C’est à peine si dans l’entretien télévisé qu’il a accordé à trois chaînes dimanche dans la soirée à mi-mandat  de son septennat, le président Roch Marc Christian Kaboré  n’a pas supplié la Coordination des syndicats du ministère de l’Economie et des Finances (CS-MEF)  de lever son mot d’ordre de grève pour venir à la table des négociations après de longues semaines au cours desquelles elle a alterné sit-in et grèves.

 

Ses supplications ne seront pas tombées dans  l’oreille  d’un sourd. Dès le  lendemain de cet appel, la CS-MEF au regard de cette perche présidentielle tendue et des tractations souterraines de bonnes volontés, notamment coutumières qui font mission de bons offices en coulisses, au  cours d’une assemblée générale tenue hier dans l’après-midi à la Bourse du travail, a en effet décidé de regagner les bureaux qu’elle a désertés depuis de longues semaines, grippant les régies financières d’un Etat déjà impécunieux et menaçant d’asphyxier l’économie nationale.
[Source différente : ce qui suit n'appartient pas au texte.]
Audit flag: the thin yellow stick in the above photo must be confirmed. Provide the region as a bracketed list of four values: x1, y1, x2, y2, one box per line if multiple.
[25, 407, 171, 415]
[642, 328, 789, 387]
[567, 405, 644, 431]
L’évolution de la situation permet en réalité à chacune des parties, tels des amants en froid,  de faire un  petit pas vers l’autre sans perdre la face. L’honneur est donc sauf. Tant pour les grévistes, qui s’étaient embarqués dans une posture si irrédentiste  qu’ils ne pouvaient faire machine arrière  sans la moindre concession sous peine de donner l’impression qu’ils ont perdu la manche, que pour le  gouvernement  qui ne veut pas avouer son impuissance à sortir de ce traquenard syndical.
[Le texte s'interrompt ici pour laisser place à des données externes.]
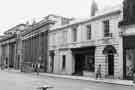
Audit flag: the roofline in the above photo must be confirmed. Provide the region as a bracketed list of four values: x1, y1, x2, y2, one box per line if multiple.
[4, 24, 26, 33]
[22, 20, 54, 36]
[50, 9, 122, 32]
[0, 35, 15, 43]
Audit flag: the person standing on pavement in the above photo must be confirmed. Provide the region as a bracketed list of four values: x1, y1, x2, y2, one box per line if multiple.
[36, 62, 40, 75]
On ne peut donc que se féliciter de cette décision à la fois courageuse et réaliste des syndicats eu égard aux risques d’enlisement ou  d’essoufflement, chose  qui va contribuer à la désescalade. «Il faut savoir arrêter une grève» même si  Maurice Thorez, patron du Parti communiste français au moment des Accords de Matignon en 1936, avait pris le soin d’ajouter «dès que satisfaction est obtenue». 

Ce n’est certes pas- encore- le cas ici mais c’est précisément pour cette raison que cette trêve est à saluer puisqu’elle permet de donner une chance au dialogue qui était au point mort. En choisissant de reprendre le chemin des services, le président Mathias Kadiogo et ses camarades, il faut leur en savoir gré,  font preuve de bonne volonté et, ce faisant, ils prennent  pour ainsi dire l’opinion à témoin.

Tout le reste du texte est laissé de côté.